There are those who believe that cost and schedule must be determined upfront at all times via estimates.  Is this true?  Are there not situations where cost and schedule are pre-determined via other methods as identified in the stories?  Isn’t it a concern if decision making is solely driven off of estimates?  It may surprise you to find out that this is very often the case in software development shops because its the easy (lazy) thing to do.  This results in teams often working on the shortest job with the least amount of value.

If we estimate, it’s because we need this information as an additional input into our decision making process.  The estimate must be of value and the more valuable the estimate needs to be, the better our estimation approach needs to be.  However, this requires that we’ve already estimated the value of the initiative we are undertaking ( when we have no estimate of the value of initiative, why are we estimating how long it will take or how long it will cost?  Of what value is the estimate in that particular scenario?)  and are trying answer questions such as the following:

  • Is the effort required to create something worth it?
  • Will the job complete on time for us to realize the value we estimated on it?
  • Which job should I start since I have two jobs of the same value?

If you believe that in your situation you need to answer the questions mentioned above, then I’d suggest the following:

  1. Read a good estimation book like How To Measure Anything before you start
  2. Use mature estimation techniques like Monte Carlo
  3. Gather a decent understanding of variation and how it applies in  your context
  4. Realize the output of mature estimation techniques is the probability of a set of different outcomes
  5. Plan based on the set of outcomes (and not just one outcome)

This applies to those asking (managers) for estimates and to those providing (development teams) estimates.

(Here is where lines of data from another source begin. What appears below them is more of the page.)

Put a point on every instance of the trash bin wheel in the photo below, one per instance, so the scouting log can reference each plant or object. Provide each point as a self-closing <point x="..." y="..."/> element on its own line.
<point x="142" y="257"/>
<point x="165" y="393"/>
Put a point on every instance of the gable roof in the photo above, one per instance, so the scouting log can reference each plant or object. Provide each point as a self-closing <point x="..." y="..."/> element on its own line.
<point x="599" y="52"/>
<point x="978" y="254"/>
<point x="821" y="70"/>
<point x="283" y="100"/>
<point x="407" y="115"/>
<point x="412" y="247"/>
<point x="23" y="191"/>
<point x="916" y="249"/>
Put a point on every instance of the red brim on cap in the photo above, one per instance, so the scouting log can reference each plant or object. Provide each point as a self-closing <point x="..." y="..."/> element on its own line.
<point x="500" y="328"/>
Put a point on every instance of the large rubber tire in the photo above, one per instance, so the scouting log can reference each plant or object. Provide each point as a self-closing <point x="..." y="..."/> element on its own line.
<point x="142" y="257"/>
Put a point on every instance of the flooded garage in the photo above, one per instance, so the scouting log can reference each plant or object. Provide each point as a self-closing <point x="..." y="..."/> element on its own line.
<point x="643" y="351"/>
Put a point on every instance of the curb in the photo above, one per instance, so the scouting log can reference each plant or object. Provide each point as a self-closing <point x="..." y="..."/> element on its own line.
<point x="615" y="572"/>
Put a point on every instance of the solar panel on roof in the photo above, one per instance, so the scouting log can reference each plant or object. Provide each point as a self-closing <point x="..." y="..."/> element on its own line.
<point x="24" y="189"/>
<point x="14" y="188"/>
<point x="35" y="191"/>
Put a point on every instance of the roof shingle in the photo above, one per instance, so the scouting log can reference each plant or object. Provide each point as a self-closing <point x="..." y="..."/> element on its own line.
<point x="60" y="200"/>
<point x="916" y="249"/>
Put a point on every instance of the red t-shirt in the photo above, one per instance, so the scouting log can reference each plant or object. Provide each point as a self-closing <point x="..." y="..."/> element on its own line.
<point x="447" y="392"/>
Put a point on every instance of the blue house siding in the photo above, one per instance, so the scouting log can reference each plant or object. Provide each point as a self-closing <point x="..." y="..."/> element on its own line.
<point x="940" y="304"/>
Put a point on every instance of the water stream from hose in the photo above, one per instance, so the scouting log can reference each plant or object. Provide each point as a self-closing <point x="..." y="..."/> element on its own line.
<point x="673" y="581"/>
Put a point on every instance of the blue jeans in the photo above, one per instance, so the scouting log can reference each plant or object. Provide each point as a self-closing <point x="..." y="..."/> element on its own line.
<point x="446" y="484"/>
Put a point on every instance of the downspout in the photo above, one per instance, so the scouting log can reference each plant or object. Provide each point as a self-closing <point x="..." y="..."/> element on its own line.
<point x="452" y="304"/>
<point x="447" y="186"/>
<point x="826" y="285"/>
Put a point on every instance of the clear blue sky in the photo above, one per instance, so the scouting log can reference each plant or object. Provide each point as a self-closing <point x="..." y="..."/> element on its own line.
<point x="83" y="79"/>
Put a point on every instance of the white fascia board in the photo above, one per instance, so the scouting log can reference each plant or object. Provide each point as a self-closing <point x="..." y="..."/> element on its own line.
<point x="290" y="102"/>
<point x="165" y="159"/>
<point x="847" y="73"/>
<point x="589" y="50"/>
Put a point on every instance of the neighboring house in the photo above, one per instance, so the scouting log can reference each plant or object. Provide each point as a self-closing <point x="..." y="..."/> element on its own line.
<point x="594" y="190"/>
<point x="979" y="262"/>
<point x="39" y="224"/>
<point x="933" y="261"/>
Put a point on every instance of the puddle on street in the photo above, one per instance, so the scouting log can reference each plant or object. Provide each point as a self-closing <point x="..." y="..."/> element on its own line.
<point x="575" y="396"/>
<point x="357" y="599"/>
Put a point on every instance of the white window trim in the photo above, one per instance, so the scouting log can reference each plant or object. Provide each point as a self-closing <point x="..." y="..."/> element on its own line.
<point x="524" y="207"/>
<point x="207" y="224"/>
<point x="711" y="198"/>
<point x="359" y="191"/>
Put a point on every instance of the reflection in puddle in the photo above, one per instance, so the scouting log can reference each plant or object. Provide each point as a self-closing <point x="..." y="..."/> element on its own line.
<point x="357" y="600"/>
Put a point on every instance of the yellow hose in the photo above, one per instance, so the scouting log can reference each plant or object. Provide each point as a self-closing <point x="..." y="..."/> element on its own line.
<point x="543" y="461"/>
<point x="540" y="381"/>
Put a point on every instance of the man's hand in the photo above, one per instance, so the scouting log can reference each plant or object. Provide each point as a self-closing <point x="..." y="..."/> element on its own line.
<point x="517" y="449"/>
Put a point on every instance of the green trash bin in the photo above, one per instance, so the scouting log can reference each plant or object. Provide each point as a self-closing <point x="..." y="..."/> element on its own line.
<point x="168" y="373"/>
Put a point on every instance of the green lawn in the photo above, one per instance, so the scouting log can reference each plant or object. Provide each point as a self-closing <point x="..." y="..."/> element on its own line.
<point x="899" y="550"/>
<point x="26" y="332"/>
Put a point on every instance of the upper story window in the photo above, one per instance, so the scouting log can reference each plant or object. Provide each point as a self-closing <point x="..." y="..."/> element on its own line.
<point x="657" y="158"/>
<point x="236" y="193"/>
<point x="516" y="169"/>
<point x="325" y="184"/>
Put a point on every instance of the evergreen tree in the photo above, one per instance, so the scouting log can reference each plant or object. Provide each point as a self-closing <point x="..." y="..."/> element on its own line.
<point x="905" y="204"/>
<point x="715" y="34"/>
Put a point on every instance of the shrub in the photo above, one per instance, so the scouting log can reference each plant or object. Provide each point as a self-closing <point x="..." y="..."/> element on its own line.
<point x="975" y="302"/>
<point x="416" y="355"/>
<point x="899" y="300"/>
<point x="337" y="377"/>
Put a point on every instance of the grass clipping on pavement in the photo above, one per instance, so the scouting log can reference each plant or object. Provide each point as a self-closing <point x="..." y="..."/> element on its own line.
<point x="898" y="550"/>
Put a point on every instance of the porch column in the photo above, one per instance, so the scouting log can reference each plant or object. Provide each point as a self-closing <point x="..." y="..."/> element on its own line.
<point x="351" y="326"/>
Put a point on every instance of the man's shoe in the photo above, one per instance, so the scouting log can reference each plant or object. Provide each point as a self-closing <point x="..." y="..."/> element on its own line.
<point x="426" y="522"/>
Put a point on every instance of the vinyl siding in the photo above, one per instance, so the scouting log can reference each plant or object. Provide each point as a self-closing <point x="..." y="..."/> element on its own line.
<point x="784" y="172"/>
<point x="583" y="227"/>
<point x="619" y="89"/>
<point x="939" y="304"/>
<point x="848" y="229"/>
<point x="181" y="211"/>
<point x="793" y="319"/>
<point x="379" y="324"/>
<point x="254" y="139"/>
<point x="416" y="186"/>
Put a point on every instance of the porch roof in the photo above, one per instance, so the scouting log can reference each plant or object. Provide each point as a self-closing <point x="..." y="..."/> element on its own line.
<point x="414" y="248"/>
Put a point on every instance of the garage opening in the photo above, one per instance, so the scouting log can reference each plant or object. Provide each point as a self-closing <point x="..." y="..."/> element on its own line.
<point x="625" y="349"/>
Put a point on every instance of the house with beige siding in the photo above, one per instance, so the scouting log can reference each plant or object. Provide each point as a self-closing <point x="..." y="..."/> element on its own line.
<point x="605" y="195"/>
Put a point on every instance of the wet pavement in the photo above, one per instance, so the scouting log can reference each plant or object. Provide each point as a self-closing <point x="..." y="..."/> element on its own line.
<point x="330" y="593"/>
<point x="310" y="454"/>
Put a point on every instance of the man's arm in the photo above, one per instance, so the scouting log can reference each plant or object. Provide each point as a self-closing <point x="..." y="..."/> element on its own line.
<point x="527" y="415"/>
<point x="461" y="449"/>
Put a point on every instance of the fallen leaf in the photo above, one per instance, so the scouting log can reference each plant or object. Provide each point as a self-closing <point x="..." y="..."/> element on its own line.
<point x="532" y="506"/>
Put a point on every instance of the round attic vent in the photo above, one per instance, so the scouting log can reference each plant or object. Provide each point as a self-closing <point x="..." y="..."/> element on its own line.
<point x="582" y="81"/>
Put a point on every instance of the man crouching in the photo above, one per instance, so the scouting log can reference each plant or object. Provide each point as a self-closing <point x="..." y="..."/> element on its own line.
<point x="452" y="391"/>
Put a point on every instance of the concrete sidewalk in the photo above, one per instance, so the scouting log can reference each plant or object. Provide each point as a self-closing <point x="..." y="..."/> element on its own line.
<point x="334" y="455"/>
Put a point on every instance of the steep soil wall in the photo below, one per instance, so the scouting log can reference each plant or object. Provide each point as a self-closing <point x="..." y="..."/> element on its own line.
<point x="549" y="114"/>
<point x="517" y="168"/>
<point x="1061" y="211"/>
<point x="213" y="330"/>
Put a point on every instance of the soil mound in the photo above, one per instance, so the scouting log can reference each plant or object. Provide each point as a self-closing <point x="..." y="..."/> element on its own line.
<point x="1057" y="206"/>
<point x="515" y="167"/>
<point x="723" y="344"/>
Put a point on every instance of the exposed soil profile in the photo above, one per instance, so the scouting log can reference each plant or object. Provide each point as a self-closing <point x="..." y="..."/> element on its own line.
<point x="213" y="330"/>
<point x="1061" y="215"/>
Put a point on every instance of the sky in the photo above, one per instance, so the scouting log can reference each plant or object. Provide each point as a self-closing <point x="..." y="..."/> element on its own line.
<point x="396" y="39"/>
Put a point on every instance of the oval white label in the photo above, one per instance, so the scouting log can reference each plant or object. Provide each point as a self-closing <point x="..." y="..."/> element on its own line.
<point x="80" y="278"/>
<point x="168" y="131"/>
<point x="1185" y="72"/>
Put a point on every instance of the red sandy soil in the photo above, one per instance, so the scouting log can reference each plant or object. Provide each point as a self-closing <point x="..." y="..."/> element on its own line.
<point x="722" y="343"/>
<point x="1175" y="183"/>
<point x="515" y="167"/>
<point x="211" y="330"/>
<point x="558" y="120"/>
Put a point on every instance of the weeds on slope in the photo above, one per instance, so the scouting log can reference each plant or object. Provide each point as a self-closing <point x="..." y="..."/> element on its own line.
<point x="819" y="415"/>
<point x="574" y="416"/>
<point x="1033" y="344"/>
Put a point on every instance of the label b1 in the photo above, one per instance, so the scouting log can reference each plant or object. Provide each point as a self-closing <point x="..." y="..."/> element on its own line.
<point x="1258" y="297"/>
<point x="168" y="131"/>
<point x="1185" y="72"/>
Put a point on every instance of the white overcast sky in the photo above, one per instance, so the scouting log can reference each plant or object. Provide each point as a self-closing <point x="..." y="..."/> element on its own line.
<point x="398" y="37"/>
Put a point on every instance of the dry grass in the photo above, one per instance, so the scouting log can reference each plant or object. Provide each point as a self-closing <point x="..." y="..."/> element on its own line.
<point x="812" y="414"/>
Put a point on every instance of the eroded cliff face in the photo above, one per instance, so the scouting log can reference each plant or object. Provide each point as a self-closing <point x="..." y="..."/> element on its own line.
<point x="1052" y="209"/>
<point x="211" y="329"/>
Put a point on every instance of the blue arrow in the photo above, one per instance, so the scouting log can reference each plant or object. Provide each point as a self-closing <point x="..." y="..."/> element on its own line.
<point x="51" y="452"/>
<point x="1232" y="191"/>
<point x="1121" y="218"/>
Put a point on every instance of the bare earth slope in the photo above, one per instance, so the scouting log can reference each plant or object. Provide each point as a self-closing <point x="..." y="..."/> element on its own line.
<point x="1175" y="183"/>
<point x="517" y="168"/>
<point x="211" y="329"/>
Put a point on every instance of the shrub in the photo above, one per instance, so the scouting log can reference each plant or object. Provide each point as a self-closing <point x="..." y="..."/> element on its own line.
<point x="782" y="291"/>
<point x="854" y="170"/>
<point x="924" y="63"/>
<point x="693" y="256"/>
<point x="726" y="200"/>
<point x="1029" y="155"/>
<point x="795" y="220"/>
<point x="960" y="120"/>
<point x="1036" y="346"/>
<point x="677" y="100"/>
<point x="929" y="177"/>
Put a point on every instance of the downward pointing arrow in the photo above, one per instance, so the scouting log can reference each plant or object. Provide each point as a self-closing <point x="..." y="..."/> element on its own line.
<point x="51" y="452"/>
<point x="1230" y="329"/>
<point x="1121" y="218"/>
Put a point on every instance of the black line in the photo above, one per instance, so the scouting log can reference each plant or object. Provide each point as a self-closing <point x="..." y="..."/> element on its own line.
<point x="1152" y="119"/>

Unfortunately many senior managers (vice-presidents, general managers, C-level execs etc etc) that I’ve come in contact with are not as educated as they should be about estimating in knowledge work.  This is extremely unfortunate as a manager with a misunderstanding of estimation, is unfortunately a very dangerous manager.

It has been suggested that any estimation is better than no estimation.  Um, I don’t think so.   At least, that’s not my experience.  Estimation done poorly, improperly or recklessly is harmful as unrealistic commitments are often its product.  Stress and de-motivation and a shoddy product follow shortly thereafter as its by-products.  

Some of us have gotten very good at gaming estimates and as a result have convinced ourselves that we are good estimators i.e. we are always spot on .  But let’s be honest now.  How about the extra hours you made the team work by reminding them of the estimate?  If your estimate is correct, how come the team did not work at a sustainable pace throughout?  Why did you decide that certain features can be deferred to the next release?

If you are the business of doing projects (hard start/stop dates) then I can also understand how the idea of always estimating may be essential to you.  But if you are in the business of developing and growing a strategic product over decades, then I believe there are other approaches that can be leveraged.  After all, the decision about whether to build the product has already been made.

I respect the fact (and the people) that some (many probably) within my profession believe that we must always estimate but I simply disagree with them.  I would hope that they could respect my opinion as well.  I will suggest you take a look at your particular situation and determine if estimates are critical to being successful at what you do.  Conduct an experiment of working without estimates if its possible.  If estimates are crucial to your success, then I charge you to estimate responsibly and if they aren’t, well how about #noestimates?